モーツァルトはカール・ベーム指揮、バイエルン放送交響楽団による1969年9月のステレオ・ライヴで、ウェーバーがフォルクマー・アンドレーエ指揮、ウィーン・フィルとの1956年7月のウィーン・ゾフィエンザールでのモノラル・セッションになり、これは米ロンドン音源らしい。
そして最後のR.シュトラウスがベーム&ウィーン・フィルで1957年8月ザルツブルクにおけるモノラル・ライヴということになる。

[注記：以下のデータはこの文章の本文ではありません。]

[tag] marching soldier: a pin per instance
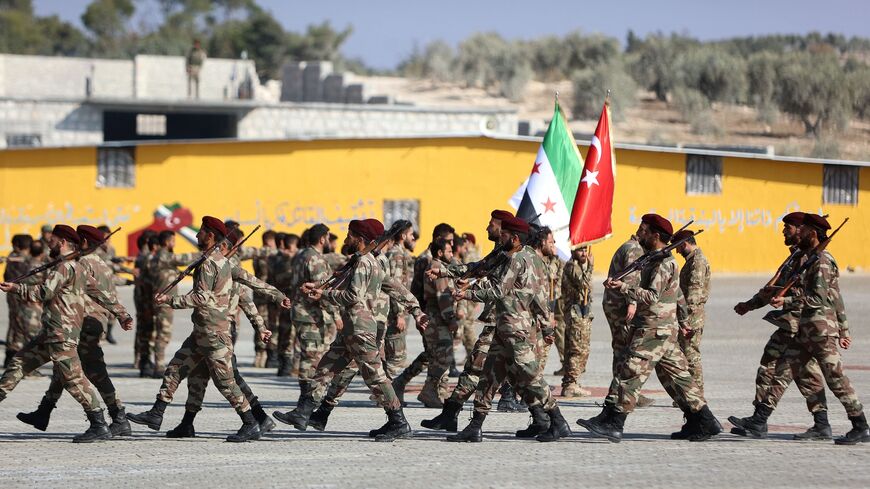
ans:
(822, 328)
(63, 292)
(652, 345)
(577, 302)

このうちベームの指揮する2曲は、オルフェオ・レーベルからもレギュラー盤で手に入るが、いずれもSACD化によって更に高音の伸びと艶やかな響きが再現され、音場に奥行きが出ている。
どの曲でもグルダの軽やかで水面に映えて揺らめく光りのような音色が瑞々しい。
モーツァルトでは第2楽章でのウィーン流の屈託のない抒情が、ベームの巧妙なサポートによって可憐に浮かび上がっているし、またそれぞれの楽章の小気味良いカデンツァもいたってフレッシュで、当時39歳だったグルダの柔軟な感性を示している。

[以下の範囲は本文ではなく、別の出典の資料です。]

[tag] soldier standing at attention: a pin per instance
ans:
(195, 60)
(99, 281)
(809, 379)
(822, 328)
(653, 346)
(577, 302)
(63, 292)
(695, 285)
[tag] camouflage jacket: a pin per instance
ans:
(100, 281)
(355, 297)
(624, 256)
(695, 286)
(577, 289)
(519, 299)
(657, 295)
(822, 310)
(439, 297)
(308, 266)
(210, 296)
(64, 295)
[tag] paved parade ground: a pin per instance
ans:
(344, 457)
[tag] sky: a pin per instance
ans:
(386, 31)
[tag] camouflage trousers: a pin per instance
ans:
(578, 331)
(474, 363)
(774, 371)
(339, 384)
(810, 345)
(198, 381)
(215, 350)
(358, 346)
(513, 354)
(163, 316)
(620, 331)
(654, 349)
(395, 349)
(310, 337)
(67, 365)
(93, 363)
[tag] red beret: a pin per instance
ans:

一方華麗なソロが展開されるウェーバーでは高踏的でリリカルな歌心とコーダに向かって邁進する推進力がコンパクトに表現されていて心地良い演奏だ。
またR.シュトラウスの『ブルレスケ』ではグルダらしい余裕を見せたパフォーマンスが特徴的で、こうした曲趣には彼のような高度な遊び心も効果的だ。
この時代のライヴとしては比較的音質に恵まれていて、ベーム&ウィーン・フィルの軽妙洒脱なオーケストラに乗ったグルダのウィットに富んだヴィルトゥオジティが聴きどころだろう。
このシリーズではグルダのSACDは1枚のみで、他のレパートリーも聴き比べてみたい気がするが、こうした古い音源のSACD化については、先ずオリジナル・マスターの質自体が問われる。
いくらDSDリマスタリングをしても録音自体の質やその保存状態が悪ければ奇跡的な蘇生は望めない。
プラガは過去にデータや音源の改竄で物議を醸したレーベルなので注意が必要だが、この曲集に関しては充分その価値が認められる。